= Periodic Bedrock Ridges =

Periodic Bedrock Ridges (PBRs) are features of the surface geomorphology of Mars and formerly unknown on Earth, first described in a paper in the Journal of Geological Research - Planets, in March 2012, by Professor David R. Montgomery, Joshua L. Bandfield, and Scott K. Becker of the University of Washington. Periodic Bedrock Ridges (PBRs) have also been identified at the ExoMars 2022 landing site, Oxia Planum, which show that the landing site experienced multiple climatic changes in the Amazonian.
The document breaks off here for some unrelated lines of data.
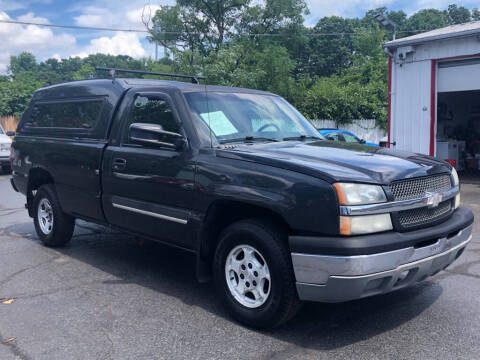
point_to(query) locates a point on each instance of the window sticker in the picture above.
(219, 123)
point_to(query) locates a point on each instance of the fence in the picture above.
(364, 129)
(9, 123)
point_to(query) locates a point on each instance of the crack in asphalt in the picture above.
(57, 290)
(12, 276)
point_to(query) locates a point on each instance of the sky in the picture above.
(45, 42)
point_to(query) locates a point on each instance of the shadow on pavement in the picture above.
(172, 272)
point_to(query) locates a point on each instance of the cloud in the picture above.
(30, 17)
(122, 43)
(35, 39)
(89, 20)
(345, 8)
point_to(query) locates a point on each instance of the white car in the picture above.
(5, 143)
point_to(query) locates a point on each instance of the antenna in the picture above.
(113, 71)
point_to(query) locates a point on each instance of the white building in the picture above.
(434, 93)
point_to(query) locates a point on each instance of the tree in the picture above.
(326, 54)
(196, 24)
(22, 63)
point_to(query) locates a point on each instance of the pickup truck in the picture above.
(275, 214)
(5, 144)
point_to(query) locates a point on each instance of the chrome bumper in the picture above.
(342, 278)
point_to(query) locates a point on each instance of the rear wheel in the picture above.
(53, 226)
(254, 275)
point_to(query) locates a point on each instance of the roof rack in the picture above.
(113, 71)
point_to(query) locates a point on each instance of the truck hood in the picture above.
(334, 161)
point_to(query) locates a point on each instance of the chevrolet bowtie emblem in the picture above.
(433, 199)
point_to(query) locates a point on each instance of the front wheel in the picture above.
(53, 226)
(254, 275)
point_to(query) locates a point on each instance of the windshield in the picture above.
(350, 138)
(240, 116)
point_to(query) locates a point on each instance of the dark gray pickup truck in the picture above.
(274, 213)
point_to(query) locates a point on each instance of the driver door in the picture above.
(149, 188)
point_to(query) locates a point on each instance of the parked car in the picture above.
(5, 143)
(274, 213)
(344, 136)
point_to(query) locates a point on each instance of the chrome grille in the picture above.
(423, 216)
(418, 187)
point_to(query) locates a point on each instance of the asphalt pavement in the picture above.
(108, 295)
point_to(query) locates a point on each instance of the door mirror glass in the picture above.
(155, 135)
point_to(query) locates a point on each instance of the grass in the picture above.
(9, 123)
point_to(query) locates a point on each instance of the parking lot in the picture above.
(110, 296)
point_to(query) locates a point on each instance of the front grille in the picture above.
(417, 188)
(423, 216)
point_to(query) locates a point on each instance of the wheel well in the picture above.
(36, 178)
(223, 213)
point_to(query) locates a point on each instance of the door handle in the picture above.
(119, 164)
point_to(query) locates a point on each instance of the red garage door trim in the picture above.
(433, 96)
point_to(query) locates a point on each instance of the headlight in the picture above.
(359, 194)
(357, 225)
(456, 181)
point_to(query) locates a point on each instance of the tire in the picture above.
(53, 226)
(278, 301)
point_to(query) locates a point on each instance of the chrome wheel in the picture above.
(45, 216)
(248, 276)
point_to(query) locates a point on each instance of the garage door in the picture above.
(461, 75)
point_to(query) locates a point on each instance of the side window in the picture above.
(334, 137)
(69, 115)
(151, 110)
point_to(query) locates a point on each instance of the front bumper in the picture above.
(337, 278)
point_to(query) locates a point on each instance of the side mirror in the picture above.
(154, 135)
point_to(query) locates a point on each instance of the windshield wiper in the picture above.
(302, 137)
(248, 139)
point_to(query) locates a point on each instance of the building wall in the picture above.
(411, 91)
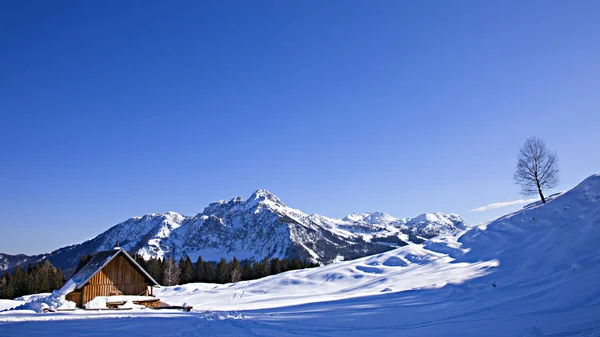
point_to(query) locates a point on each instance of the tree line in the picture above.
(39, 278)
(169, 272)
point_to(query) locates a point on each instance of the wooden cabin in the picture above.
(110, 273)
Evidence for sediment transport and erosion by wind is widespread over the surface of Mars today and was likely a major geomorphic process for much of its geological past. Although Martian surface features resembling aeolian dunes and ripples have been recognized since the Mariner and Viking missions, such features have been interpreted previously as active, indurated, or exhumed sedimentary forms.
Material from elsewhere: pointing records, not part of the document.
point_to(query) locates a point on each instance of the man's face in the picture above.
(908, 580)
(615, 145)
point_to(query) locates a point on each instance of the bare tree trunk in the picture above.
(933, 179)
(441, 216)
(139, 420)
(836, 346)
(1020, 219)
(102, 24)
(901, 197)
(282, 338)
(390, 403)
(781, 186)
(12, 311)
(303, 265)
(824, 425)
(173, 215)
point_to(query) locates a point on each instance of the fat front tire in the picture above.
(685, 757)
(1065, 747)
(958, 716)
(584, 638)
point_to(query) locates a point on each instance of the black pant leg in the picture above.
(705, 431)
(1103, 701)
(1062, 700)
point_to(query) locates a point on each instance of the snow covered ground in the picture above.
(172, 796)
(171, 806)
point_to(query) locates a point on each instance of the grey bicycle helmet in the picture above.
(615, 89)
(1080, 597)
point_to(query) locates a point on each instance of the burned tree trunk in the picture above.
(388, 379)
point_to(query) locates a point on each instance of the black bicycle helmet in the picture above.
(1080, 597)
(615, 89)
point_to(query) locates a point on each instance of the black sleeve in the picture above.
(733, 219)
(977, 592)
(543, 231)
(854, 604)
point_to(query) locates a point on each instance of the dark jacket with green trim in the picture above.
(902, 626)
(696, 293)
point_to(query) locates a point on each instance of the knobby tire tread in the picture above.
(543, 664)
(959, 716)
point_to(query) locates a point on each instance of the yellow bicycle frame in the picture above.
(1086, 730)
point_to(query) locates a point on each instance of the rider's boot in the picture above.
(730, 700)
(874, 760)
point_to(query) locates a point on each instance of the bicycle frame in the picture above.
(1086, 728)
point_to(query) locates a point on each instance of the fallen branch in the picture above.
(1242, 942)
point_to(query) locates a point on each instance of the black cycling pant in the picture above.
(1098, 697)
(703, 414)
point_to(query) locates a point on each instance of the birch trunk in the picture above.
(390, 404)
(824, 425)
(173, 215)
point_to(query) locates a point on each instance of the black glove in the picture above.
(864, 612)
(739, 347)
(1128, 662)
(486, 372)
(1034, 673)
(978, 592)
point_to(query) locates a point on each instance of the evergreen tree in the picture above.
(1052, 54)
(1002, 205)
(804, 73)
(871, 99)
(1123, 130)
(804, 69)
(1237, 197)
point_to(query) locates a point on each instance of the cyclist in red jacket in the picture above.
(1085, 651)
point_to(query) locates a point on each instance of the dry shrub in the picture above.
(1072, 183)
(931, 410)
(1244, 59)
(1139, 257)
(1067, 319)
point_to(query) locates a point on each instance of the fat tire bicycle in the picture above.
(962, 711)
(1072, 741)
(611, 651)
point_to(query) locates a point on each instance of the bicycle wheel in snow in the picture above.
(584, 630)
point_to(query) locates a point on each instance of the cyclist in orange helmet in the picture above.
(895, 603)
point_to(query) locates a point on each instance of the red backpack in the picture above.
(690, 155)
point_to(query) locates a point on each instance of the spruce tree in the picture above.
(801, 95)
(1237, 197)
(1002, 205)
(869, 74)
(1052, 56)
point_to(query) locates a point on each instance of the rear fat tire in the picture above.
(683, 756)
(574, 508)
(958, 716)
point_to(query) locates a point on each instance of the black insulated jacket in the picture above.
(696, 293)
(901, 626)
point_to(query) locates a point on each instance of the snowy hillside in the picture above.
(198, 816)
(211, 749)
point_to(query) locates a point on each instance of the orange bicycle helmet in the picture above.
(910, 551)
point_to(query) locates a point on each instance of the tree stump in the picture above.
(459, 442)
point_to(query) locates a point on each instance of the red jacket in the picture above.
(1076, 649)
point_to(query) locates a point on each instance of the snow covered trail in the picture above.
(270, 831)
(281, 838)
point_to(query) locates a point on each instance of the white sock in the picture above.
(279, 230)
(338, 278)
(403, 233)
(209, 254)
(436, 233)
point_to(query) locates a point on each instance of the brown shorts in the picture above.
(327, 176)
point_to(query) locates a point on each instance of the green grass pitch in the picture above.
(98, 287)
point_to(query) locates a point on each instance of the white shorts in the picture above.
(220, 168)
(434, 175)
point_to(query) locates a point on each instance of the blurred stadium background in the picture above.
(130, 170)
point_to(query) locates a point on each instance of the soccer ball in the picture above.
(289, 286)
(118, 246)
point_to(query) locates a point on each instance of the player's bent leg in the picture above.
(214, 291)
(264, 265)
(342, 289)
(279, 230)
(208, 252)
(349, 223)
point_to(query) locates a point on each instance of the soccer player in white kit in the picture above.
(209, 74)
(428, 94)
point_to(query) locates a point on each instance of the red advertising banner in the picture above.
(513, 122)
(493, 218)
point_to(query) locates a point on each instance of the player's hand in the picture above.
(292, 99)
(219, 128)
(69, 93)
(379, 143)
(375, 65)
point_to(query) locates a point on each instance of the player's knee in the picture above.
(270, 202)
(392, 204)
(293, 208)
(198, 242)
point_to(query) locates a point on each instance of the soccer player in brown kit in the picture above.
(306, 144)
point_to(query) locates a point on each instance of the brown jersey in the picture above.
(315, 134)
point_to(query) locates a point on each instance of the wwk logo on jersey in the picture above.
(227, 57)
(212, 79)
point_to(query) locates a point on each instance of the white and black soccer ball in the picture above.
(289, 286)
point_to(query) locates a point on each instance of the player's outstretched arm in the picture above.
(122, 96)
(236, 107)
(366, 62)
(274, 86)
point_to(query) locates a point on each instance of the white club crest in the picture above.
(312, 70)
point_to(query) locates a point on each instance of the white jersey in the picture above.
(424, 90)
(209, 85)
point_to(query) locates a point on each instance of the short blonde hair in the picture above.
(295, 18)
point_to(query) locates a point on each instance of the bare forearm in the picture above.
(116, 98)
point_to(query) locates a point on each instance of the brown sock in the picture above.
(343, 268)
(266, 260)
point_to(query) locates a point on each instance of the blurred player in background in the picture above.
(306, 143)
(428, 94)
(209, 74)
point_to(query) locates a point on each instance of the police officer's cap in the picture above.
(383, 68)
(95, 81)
The authors reported evidence based on High Resolution Imaging Science Experiment images flown on the Mars Reconnaissance Orbiter, that show some megaripple forms are eroded into cohesive substrate rather than being composed of loose granular material or fossilized dunes. Exposure of stratigraphic continuity within layered, cohesive material extending crest to trough through features with mean wavelengths of 18 m to 51 m demonstrates the primarily erosional formation of what they termed periodic bedrock ridges (PBRs). Thus, some surfaces on Mars previously considered to be covered by wind-deposited material are actually wind-carved exposures that offer insights into Martian history.

PBRs lack the distinctive streamlining associated with wind-parallel yardangs, and comparison of PBR orientation to yardangs, megayardangs, and active sedimentary dunes in the same vicinity confirm that these PBRs formed transverse (across, or 90 degrees) to prevailing winds. Observed wavelengths of PBRs are comparable to those predicted by a simple model for erosional wavelengths of periodic transverse bed forms owing to the spacing of flow separations within the flow. Recognition of these transverse aeolian erosional forms brings up the question of how widespread Martian PBRs are and how many have been misinterpreted as active or indurated (fossilized) sedimentary dunes.

PBRs are not known on Earth. Montgomery has said that there could be landforms on Earth that are somewhat similar to PBRs, but to date there's nothing exactly like it, largely because there are not many bedrock landscapes on Earth in which wind is the main erosion agent. "There are very few places ... where you have bedrock exposed at the surface where there isn't also water that is carving valleys, that's shaping the topography. Mars is a different planet, obviously, and the biggest difference is the lack of fluvial action, the lack of water working on the surface."